Tondvalkar has clocked over a decade in some seriously top-notch kitchens worldwide — from Gaggan (No.3 in Asia’s 50 Best Restaurants 2024) and two-Michelin-starred Gaa in Bangkok, to Bauhaus and Blue Water Cafe in Vancouver —but opening his own spot has always been the end game.
The roots of Kavita run deep. Tondvalkar grew up in Mumbai but spent summers in his ancestral village of Malwa, where cooking meant open fires, fresh mangoes, roaming chickens and real, seasonal food. “Cooking was never fancy — it was real, raw, and seasonal,” he says. That formative experience threads directly into the soul of Kavita – a name that holds significant weight itself. “Kavita has a lot of meaning for me,” says Tondvalkar. “Not only is it named after my mother, it will be a place where I can finally introduce Vancouver to the regional and diverse flavours of the India I know in new, creative ways. Like poetry, we want each dish to tell a story and spark conversation and connections when people take their first bite.”

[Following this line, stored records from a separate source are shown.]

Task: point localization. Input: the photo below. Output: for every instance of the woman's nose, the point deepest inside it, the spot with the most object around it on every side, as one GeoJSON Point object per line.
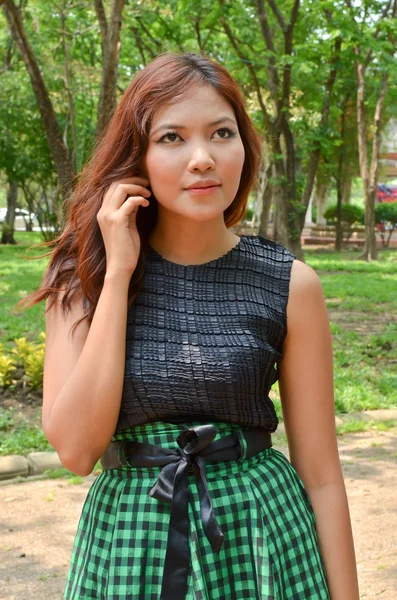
{"type": "Point", "coordinates": [201, 160]}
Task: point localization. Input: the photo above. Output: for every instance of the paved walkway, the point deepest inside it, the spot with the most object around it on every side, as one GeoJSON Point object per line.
{"type": "Point", "coordinates": [39, 522]}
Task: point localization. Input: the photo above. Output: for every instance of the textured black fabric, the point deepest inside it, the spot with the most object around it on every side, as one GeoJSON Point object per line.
{"type": "Point", "coordinates": [203, 341]}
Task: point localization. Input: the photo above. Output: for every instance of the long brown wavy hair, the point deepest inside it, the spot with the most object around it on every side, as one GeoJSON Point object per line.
{"type": "Point", "coordinates": [78, 261]}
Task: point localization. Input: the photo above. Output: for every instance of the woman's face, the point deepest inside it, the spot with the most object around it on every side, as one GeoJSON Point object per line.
{"type": "Point", "coordinates": [195, 139]}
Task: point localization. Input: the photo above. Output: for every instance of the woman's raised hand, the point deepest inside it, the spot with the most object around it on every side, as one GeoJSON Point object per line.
{"type": "Point", "coordinates": [117, 222]}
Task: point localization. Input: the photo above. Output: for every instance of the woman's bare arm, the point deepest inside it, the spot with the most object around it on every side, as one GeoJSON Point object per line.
{"type": "Point", "coordinates": [83, 377]}
{"type": "Point", "coordinates": [307, 398]}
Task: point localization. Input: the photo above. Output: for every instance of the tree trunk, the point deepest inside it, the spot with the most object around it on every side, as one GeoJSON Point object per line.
{"type": "Point", "coordinates": [369, 175]}
{"type": "Point", "coordinates": [309, 212]}
{"type": "Point", "coordinates": [339, 227]}
{"type": "Point", "coordinates": [110, 39]}
{"type": "Point", "coordinates": [7, 236]}
{"type": "Point", "coordinates": [266, 204]}
{"type": "Point", "coordinates": [346, 189]}
{"type": "Point", "coordinates": [53, 132]}
{"type": "Point", "coordinates": [322, 191]}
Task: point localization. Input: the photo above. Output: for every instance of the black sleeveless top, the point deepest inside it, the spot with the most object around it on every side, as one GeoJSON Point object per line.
{"type": "Point", "coordinates": [203, 341]}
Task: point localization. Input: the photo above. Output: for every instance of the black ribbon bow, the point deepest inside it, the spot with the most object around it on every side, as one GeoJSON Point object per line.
{"type": "Point", "coordinates": [171, 486]}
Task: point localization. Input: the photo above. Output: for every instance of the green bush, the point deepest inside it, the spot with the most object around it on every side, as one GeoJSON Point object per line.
{"type": "Point", "coordinates": [28, 355]}
{"type": "Point", "coordinates": [351, 214]}
{"type": "Point", "coordinates": [386, 215]}
{"type": "Point", "coordinates": [7, 368]}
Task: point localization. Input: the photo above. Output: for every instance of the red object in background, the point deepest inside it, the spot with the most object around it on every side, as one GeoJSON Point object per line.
{"type": "Point", "coordinates": [386, 193]}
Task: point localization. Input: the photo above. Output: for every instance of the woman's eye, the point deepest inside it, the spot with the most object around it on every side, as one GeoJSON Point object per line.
{"type": "Point", "coordinates": [168, 135]}
{"type": "Point", "coordinates": [225, 130]}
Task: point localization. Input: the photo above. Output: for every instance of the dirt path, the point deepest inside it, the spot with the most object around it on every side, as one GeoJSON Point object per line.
{"type": "Point", "coordinates": [39, 520]}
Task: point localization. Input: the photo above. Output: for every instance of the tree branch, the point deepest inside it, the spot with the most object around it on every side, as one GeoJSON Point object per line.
{"type": "Point", "coordinates": [266, 116]}
{"type": "Point", "coordinates": [278, 15]}
{"type": "Point", "coordinates": [103, 24]}
{"type": "Point", "coordinates": [274, 81]}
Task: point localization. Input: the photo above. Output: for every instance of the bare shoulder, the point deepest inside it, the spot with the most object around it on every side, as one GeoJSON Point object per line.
{"type": "Point", "coordinates": [306, 302]}
{"type": "Point", "coordinates": [304, 279]}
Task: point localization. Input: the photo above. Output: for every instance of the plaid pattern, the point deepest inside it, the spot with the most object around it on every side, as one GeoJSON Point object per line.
{"type": "Point", "coordinates": [270, 550]}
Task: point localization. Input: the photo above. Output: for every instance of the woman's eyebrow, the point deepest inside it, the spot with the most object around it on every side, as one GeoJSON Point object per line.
{"type": "Point", "coordinates": [172, 126]}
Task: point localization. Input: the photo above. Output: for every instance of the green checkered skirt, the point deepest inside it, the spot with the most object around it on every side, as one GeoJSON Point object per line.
{"type": "Point", "coordinates": [270, 549]}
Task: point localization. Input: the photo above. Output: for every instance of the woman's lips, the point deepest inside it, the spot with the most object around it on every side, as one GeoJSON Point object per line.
{"type": "Point", "coordinates": [202, 191]}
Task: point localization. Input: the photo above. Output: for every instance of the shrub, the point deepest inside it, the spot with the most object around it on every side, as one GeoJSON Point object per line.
{"type": "Point", "coordinates": [386, 219]}
{"type": "Point", "coordinates": [30, 356]}
{"type": "Point", "coordinates": [351, 215]}
{"type": "Point", "coordinates": [7, 368]}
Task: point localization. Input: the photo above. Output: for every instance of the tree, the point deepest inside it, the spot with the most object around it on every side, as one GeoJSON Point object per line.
{"type": "Point", "coordinates": [384, 33]}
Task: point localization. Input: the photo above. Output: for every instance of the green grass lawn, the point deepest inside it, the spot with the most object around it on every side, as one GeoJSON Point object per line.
{"type": "Point", "coordinates": [361, 298]}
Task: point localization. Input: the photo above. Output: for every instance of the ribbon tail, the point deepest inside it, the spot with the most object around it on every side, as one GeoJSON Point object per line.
{"type": "Point", "coordinates": [177, 558]}
{"type": "Point", "coordinates": [163, 488]}
{"type": "Point", "coordinates": [211, 527]}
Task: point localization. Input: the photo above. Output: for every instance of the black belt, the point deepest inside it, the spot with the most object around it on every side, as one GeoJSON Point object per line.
{"type": "Point", "coordinates": [196, 446]}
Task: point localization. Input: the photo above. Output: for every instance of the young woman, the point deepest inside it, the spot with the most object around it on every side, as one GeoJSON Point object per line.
{"type": "Point", "coordinates": [164, 336]}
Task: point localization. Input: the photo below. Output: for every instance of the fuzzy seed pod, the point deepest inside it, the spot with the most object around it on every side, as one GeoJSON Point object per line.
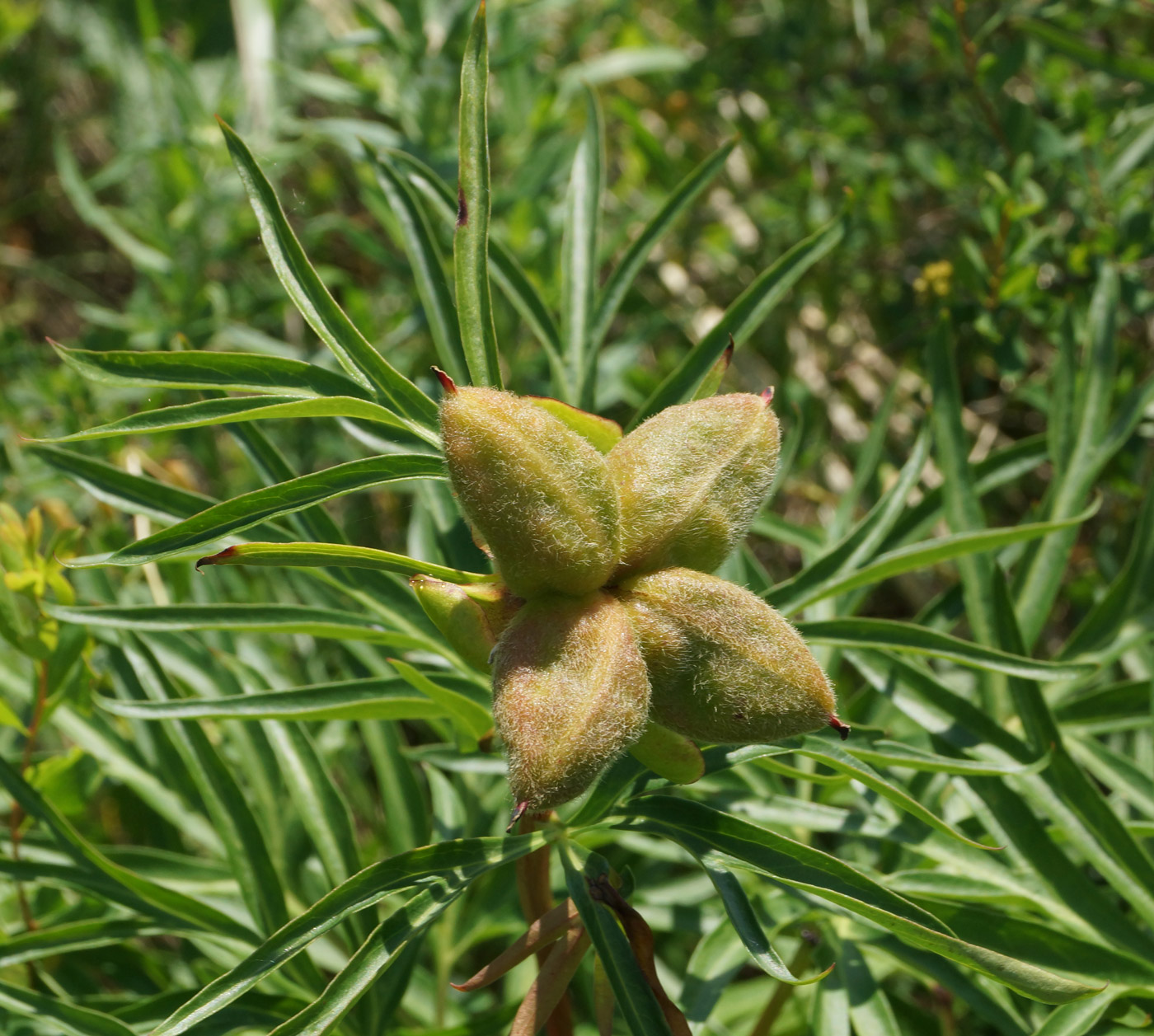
{"type": "Point", "coordinates": [724, 666]}
{"type": "Point", "coordinates": [690, 480]}
{"type": "Point", "coordinates": [538, 493]}
{"type": "Point", "coordinates": [470, 617]}
{"type": "Point", "coordinates": [569, 695]}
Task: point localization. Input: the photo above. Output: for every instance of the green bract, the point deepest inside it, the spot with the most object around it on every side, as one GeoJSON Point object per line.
{"type": "Point", "coordinates": [571, 690]}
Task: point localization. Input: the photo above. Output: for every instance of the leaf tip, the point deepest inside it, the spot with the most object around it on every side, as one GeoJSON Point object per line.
{"type": "Point", "coordinates": [842, 728]}
{"type": "Point", "coordinates": [215, 559]}
{"type": "Point", "coordinates": [447, 382]}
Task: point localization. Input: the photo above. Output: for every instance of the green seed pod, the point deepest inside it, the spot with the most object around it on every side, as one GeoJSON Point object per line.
{"type": "Point", "coordinates": [690, 480]}
{"type": "Point", "coordinates": [724, 666]}
{"type": "Point", "coordinates": [538, 493]}
{"type": "Point", "coordinates": [470, 617]}
{"type": "Point", "coordinates": [569, 695]}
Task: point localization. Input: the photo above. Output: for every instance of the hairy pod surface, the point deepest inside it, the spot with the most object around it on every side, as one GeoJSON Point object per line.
{"type": "Point", "coordinates": [569, 695]}
{"type": "Point", "coordinates": [724, 666]}
{"type": "Point", "coordinates": [690, 480]}
{"type": "Point", "coordinates": [538, 493]}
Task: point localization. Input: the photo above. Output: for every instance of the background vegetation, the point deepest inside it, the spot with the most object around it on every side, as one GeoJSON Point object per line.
{"type": "Point", "coordinates": [974, 354]}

That storytelling will unfold across two distinct menus. The à la carte offering is designed to evolve with India’s festival calendar, with each dish being tied to a particular celebration, spotlighting regional techniques and ingredients. For example, Tondvalkar plans to honour the Ganesha Festival (Vinayaka Chavithi), which typically falls in September, with a special plant-based menu. “During this time, many Hindus observe a vegetarian diet for two months,” he explains. “We’ll mirror that at Kavita, serving only vegetarian food during what’s called the Shravan season. It’s when many land and marine animals enter their reproductive cycles, and traditionally, people give nature space. We want to honour that rhythm and bring that story to the plate.”
The second “Amma-kase” menu follows the same ethos as the à la carte one, but provides a more intimate, multi-coursed (11-12) tasting experience at the nine-seat Chef’s Table. It’s also a playful nod to Japanese omakase, with “amma” meaning “mom” in several Indian languages. At any time, guests might be treated to Chicken Kebab Stuffed Morels with nettle-infused korma, or zucchini blossom chaat—a vibrant take on the classic aloo tikki.

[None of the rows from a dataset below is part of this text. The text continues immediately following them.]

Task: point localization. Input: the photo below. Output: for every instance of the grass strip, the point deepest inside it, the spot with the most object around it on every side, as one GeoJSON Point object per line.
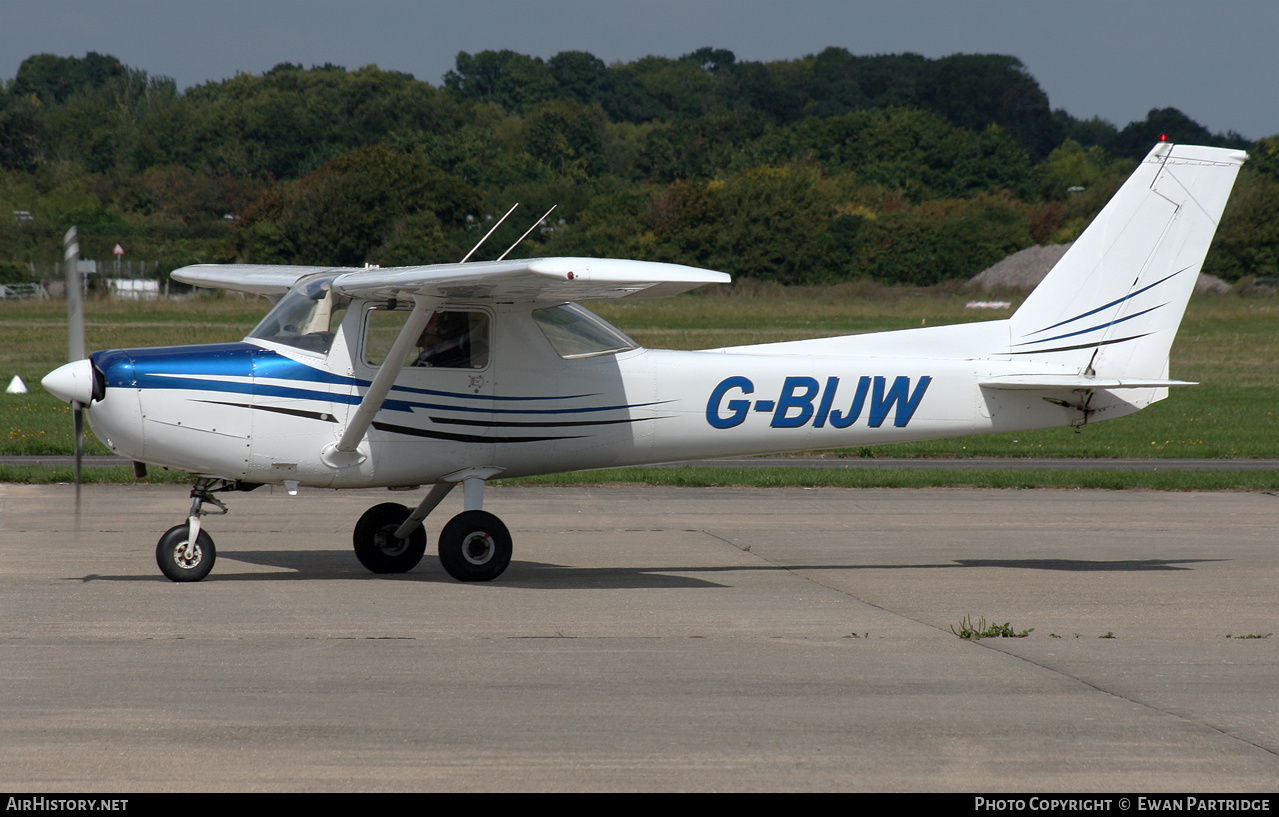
{"type": "Point", "coordinates": [701, 477]}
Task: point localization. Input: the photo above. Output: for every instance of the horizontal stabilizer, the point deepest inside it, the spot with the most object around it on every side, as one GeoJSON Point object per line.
{"type": "Point", "coordinates": [1041, 382]}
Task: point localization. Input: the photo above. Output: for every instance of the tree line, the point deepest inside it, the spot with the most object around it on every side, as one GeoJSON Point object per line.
{"type": "Point", "coordinates": [821, 169]}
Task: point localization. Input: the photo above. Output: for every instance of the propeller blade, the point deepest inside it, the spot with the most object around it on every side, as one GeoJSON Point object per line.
{"type": "Point", "coordinates": [78, 425]}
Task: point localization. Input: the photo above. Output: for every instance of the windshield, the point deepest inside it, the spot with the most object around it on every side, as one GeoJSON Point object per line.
{"type": "Point", "coordinates": [576, 333]}
{"type": "Point", "coordinates": [307, 317]}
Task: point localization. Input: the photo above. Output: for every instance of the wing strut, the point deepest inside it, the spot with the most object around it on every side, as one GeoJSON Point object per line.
{"type": "Point", "coordinates": [343, 453]}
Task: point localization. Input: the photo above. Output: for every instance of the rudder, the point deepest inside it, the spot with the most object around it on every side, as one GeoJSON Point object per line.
{"type": "Point", "coordinates": [1110, 307]}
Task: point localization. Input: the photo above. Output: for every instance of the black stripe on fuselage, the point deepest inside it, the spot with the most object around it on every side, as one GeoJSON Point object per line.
{"type": "Point", "coordinates": [1085, 345]}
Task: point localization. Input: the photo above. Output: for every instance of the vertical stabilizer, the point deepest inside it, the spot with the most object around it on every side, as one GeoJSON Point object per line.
{"type": "Point", "coordinates": [1112, 304]}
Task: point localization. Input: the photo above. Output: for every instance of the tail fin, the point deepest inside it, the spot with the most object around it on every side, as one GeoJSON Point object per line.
{"type": "Point", "coordinates": [1113, 303]}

“Indian food isn’t monolithic, but that nuance rarely gets explored here,” says Tondvalkar, whose creativity is fuelled by a mixture of lived experience and global training — not to mention a winning turn on Hulu’s Chef vs. Wild series. “I want to show Vancouver the food I grew up with, in a way that feels fresh and authentic.”

Here, authenticity isn’t just an aesthetic. Tondvalkar sources spices straight from farmers in Malwa, the result of years of relationship-building. “When I launched Indian Pantry — a line of prepared Indian spices — I was using a local distributor. But I realised everything was being shipped from India anyway, so I spent a year and a half finding farmers I could work with directly. Some were so small they didn’t even have the licensing to export, so I helped them get that done. Now I bring in everything from there—spices, citrus, flours, rice. It’s all grown in my village.”

Closer to home, Kavita’s pantry will draw from BC’s farms and wild spaces. Buffalo milk from Tesfa Farms in Abbotsford will be used for house-made paneer. Tondvalkar is also an avid forager, often drawing parallels between local ingredients (like prawns and other seafood, or nettles and morels of BC that also show up in dishes of Northern India, for example). “It surprises a lot of people, but there’s real crossover,” he says. “It makes sense to build those connections.”
The space itself is still in its raw state, but the vision is already clear. Based on renderings (see below) and additional details he’s shared with Scout, the design will be restrained in order to let the menu’s storytelling shine. Concrete and warm wood form the base, layered with eclectic finishes and bursts of greenery. A centrally located open kitchen will be anchored by a chef’s table wrapped in elegant tile. Seating will range from communal tables built for lively conversations, to quiet corner banquettes. High ceilings will keep things light, while tactile textures ground the space.
Construction gets underway this week. Tondvalkar anticipates a soft launch in August, ahead of September’s grand opening. It’s an ambitious timeline; our fingers are crossed it all shapes up as planned.
“Opening Kavita means everything to me,” says Tondvalkar. “It’s about family, memory, and the profound stories food tells. Vancouver deserves a deeper taste of India’s incredible culinary diversity. I can’t wait to share it.”